Forum for Science, Industry and Business

Sponsored by:     3M 
Search our Site:

 

Sleep deprivation effect on the immune system mirrors physical stress

02.07.2012
Study looks at white blood cell counts following 29 hours of continual wakefulness

Severe sleep loss jolts the immune system into action, reflecting the same type of immediate response shown during exposure to stress, a new study reports.

Researchers in the Netherlands and United Kingdom compared the white blood cell counts of 15 healthy young men under normal and severely sleep-deprived conditions. The greatest changes were seen in the white blood cells known as granulocytes, which showed a loss of day-night rhythmicity, along with increased numbers, particularly at night.

"Future research will reveal the molecular mechanisms behind this immediate stress response and elucidate its role in the development of diseases associated with chronic sleep loss," said Katrin Ackermann, PhD, the study's lead author. "If confirmed with more data, this will have implications for clinical practice and for professions associated with long-term sleep loss, such as rotating shift work."
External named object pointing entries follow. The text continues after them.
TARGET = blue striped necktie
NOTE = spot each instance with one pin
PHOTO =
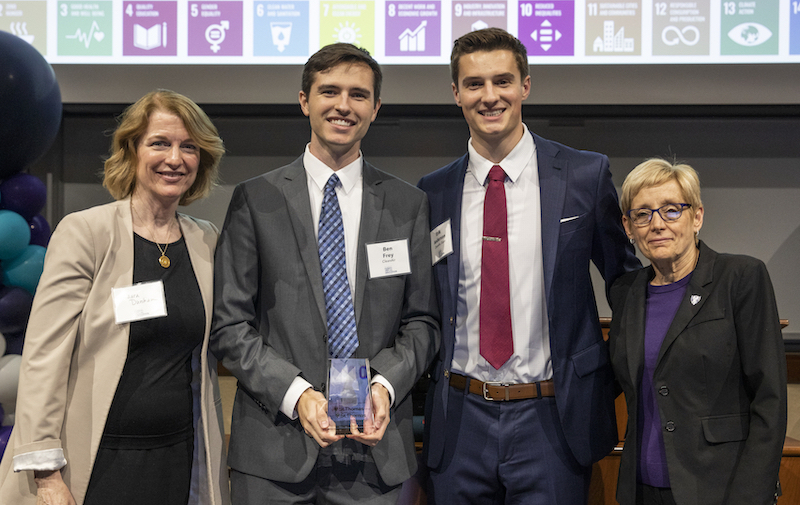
(342, 337)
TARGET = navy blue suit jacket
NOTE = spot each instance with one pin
(581, 222)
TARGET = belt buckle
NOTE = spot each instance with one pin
(486, 390)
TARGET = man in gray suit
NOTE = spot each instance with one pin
(276, 319)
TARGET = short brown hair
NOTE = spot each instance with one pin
(489, 39)
(119, 174)
(655, 172)
(335, 54)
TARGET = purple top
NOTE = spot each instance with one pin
(662, 304)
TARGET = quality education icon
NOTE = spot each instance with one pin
(149, 29)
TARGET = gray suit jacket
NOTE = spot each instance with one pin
(270, 324)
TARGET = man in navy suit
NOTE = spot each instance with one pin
(522, 400)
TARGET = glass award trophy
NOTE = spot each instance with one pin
(349, 393)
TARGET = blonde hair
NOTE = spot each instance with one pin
(119, 174)
(655, 172)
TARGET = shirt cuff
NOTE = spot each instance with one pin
(380, 379)
(47, 460)
(289, 403)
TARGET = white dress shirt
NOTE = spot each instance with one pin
(350, 193)
(530, 361)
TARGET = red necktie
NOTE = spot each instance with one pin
(497, 344)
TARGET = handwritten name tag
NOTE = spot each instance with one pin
(139, 302)
(386, 259)
(441, 242)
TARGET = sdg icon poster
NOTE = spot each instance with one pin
(613, 29)
(794, 27)
(26, 20)
(681, 28)
(749, 27)
(215, 28)
(413, 28)
(150, 28)
(547, 28)
(351, 22)
(470, 16)
(84, 29)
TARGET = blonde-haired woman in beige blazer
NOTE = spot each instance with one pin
(119, 403)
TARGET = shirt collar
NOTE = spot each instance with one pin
(319, 172)
(513, 164)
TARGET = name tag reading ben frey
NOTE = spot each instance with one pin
(138, 302)
(386, 259)
(441, 242)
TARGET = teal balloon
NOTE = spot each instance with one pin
(15, 234)
(24, 270)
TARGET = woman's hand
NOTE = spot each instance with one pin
(51, 489)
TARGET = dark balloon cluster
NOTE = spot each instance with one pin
(30, 116)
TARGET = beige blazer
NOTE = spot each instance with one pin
(74, 354)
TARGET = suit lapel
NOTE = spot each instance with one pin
(553, 190)
(295, 191)
(455, 193)
(371, 212)
(634, 323)
(693, 301)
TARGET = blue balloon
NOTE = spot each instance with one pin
(15, 307)
(15, 234)
(24, 270)
(30, 104)
(25, 194)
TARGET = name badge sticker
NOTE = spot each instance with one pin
(387, 259)
(441, 242)
(139, 302)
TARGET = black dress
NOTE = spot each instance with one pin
(145, 455)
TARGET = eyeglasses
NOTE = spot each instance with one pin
(669, 213)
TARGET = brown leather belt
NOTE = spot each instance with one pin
(502, 392)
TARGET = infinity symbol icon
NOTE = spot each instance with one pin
(679, 35)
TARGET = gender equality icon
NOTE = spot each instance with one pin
(215, 28)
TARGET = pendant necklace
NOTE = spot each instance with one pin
(163, 260)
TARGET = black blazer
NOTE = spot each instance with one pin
(720, 378)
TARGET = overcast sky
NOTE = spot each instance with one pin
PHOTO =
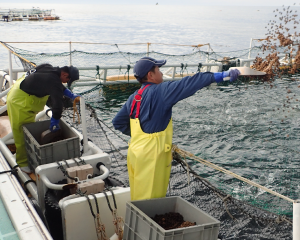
(163, 2)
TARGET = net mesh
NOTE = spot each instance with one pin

Previous studies have associated sleep restriction and sleep deprivation with the development of diseases like obesity, diabetes and hypertension. Others have shown that sleep helps sustain the functioning of the immune system, and that chronic sleep loss is a risk factor for immune system impairment.

For this study, white blood cells were categorized and measured from 15 young men following a strict schedule of eight hours of sleep every day for a week. The participants were exposed to at least 15 minutes of outdoor light within the first 90 minutes of waking and prohibited from using caffeine, alcohol or medication during the final three days. All of this was designed to stabilize their circadian clocks and minimize sleep deprivation before the intensive laboratory study.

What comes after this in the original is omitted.